George and Elaine agree to give back each other's keys so that George can trade with Kramer, and Elaine can trade with Jerry. Jerry and George find Kramer gone, and browbeat Newman into admitting that Kramer left out of resentment over Jerry's keys.

Jerry gets locked out of his own apartment, and cannot reach Elaine. Though George still has her keys, he is reluctant to let Jerry search her apartment, and they nearly come to blows. Still, they search together, finding Elaine's spec script for an episode of Murphy Brown. Elaine catches them, and everyone blames each other and demands their keys back. They find that they have all lost track of which keys are whose.

Kramer's car breaks down en route to Los Angeles. He hitchhikes with a biker, who jovially reminisces over a gruesome, near-fatal crash that left him comatose for a year. He then travels in a hippie van, impressing them by insinuating that he has strangled a man, but the emotionally needy hippies will not let him leave. Then, he rides with a woman trucker, but causes a malfunction when she lets him drive. In the end, he arrives, and rollerblades down Venice Beach.

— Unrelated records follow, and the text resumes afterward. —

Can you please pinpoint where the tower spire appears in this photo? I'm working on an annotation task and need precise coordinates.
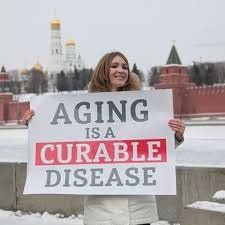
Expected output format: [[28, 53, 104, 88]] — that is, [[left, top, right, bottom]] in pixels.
[[166, 44, 182, 65]]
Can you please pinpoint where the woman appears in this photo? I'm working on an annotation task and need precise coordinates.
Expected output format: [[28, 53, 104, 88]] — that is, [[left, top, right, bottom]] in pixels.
[[24, 52, 185, 225]]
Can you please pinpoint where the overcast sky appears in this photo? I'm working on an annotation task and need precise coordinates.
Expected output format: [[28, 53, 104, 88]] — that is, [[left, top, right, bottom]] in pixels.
[[0, 0, 225, 71]]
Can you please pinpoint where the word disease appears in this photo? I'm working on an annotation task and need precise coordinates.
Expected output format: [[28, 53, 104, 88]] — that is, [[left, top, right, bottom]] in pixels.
[[35, 139, 167, 187]]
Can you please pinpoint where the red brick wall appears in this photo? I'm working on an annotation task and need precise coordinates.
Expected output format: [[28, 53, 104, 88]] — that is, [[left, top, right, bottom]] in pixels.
[[0, 100, 5, 124], [155, 65, 225, 118]]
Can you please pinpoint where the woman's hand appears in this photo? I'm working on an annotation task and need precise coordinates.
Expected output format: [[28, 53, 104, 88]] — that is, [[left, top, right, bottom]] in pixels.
[[168, 119, 185, 141], [23, 109, 34, 125]]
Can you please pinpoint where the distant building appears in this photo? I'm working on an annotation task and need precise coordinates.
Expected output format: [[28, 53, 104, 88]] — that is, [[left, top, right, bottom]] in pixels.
[[48, 18, 84, 91], [154, 45, 225, 119], [0, 66, 10, 92]]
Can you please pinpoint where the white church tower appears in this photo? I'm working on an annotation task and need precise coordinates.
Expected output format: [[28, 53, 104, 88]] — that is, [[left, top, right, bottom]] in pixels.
[[49, 18, 63, 75], [64, 39, 76, 72]]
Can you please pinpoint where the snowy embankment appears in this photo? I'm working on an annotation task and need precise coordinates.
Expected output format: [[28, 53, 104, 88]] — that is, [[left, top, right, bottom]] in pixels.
[[0, 209, 173, 225]]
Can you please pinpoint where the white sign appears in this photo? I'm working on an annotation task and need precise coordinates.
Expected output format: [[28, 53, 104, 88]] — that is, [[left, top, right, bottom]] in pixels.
[[24, 90, 176, 195]]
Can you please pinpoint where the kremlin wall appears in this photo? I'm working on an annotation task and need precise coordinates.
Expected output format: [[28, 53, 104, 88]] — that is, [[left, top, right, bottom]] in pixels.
[[0, 45, 225, 125]]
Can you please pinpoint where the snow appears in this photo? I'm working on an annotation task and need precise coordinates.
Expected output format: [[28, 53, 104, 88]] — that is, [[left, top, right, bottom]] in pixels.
[[0, 209, 175, 225], [0, 209, 83, 225], [213, 190, 225, 200], [187, 201, 225, 214]]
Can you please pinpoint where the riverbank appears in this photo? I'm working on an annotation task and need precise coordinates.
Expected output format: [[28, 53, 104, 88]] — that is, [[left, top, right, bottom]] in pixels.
[[0, 123, 27, 130]]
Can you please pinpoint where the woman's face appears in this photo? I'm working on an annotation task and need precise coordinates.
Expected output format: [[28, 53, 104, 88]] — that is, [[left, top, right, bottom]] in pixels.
[[109, 55, 129, 91]]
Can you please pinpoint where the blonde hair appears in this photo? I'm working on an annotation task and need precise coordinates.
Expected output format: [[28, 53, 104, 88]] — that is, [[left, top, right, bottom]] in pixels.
[[88, 52, 130, 92]]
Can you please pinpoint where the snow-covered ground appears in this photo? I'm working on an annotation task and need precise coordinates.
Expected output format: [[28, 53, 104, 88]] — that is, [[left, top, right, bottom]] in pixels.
[[0, 209, 83, 225], [0, 125, 225, 167], [0, 209, 173, 225]]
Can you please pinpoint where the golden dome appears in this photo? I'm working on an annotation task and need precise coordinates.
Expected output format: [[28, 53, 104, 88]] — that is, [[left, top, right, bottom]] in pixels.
[[33, 62, 43, 71], [51, 18, 60, 25], [66, 39, 75, 46], [51, 18, 60, 30]]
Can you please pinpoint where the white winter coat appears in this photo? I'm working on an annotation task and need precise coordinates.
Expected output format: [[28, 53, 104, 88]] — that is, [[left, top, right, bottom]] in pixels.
[[84, 74, 183, 225]]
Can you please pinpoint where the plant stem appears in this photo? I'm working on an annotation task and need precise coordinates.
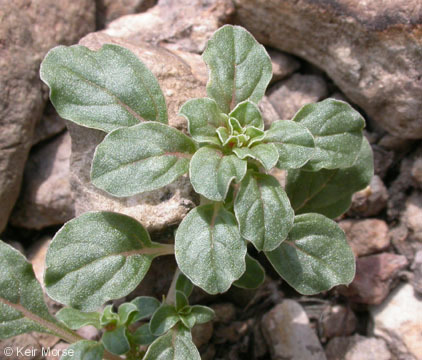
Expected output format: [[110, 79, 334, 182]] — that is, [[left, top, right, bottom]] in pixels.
[[166, 268, 180, 305]]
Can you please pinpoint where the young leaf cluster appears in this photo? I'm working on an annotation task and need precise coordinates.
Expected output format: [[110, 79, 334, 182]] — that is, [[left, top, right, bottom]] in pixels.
[[0, 25, 373, 360]]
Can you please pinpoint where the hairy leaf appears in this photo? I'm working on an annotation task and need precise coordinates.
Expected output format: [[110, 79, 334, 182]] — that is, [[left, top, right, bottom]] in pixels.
[[234, 172, 294, 251], [266, 214, 355, 295], [264, 120, 315, 169], [202, 25, 272, 114], [40, 44, 167, 132], [91, 122, 196, 196], [233, 144, 278, 170], [233, 254, 265, 289], [180, 98, 227, 145], [56, 307, 101, 330], [286, 139, 374, 219], [143, 326, 201, 360], [60, 340, 104, 360], [293, 99, 365, 171], [230, 101, 264, 130], [189, 146, 247, 201], [149, 304, 180, 336], [44, 212, 168, 311], [175, 204, 246, 294]]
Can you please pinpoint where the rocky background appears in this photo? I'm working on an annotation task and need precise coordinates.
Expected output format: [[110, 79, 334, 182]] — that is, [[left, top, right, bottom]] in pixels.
[[0, 0, 422, 360]]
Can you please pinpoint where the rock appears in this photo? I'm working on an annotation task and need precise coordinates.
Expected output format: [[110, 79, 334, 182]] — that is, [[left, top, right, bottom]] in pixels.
[[267, 49, 300, 83], [348, 175, 388, 217], [0, 0, 95, 232], [234, 0, 422, 139], [32, 102, 66, 145], [261, 299, 326, 360], [10, 132, 74, 230], [338, 253, 408, 304], [325, 335, 392, 360], [319, 305, 357, 339], [268, 74, 328, 120], [339, 219, 390, 257], [370, 284, 422, 360], [105, 0, 234, 53], [0, 333, 43, 360], [402, 192, 422, 242], [192, 322, 214, 348], [96, 0, 157, 29], [65, 32, 205, 231], [411, 250, 422, 295]]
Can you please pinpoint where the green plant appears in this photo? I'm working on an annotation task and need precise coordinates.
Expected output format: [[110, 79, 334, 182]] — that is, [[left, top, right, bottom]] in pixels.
[[0, 25, 373, 360]]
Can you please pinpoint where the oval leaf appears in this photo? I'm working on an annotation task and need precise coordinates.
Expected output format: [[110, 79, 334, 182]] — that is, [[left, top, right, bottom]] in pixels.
[[180, 98, 226, 145], [233, 144, 278, 170], [40, 44, 167, 132], [264, 120, 315, 169], [286, 138, 374, 219], [149, 304, 180, 336], [202, 25, 272, 114], [56, 308, 101, 330], [233, 254, 265, 289], [91, 122, 196, 196], [293, 99, 365, 171], [234, 172, 294, 251], [60, 340, 104, 360], [143, 327, 201, 360], [265, 214, 355, 295], [189, 146, 247, 201], [44, 212, 163, 311], [230, 101, 264, 130], [175, 204, 246, 294], [0, 240, 64, 339]]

Jerry patronizingly advises Elaine on breaking into show business. On TV, they see Kramer on Murphy Brown as Murphy's new secretary, "Steven Snell".

==Production==
Larry David and Jerry Seinfeld later appeared on Diane English's (creator of Murphy Brown) new show, Love & War, as a thank you for the Murphy Brown scene.
Due to Julia Louis-Dreyfus's off-screen pregnancy, her character had to spend the latter half of this season hiding her belly behind furniture and laundry baskets. "The Keys" was the final episode filmed before the birth of her son and her leave at the start of Season 4.

==Music==
When Jerry calls Kramer's mother, the music heard in the background is from Pagliacci, which was later featured in the episode "The Opera". The scene that shows Kramer rollerskating in L.A. is accompanied by an instrumental version of The Beach Boys' song "California Girls".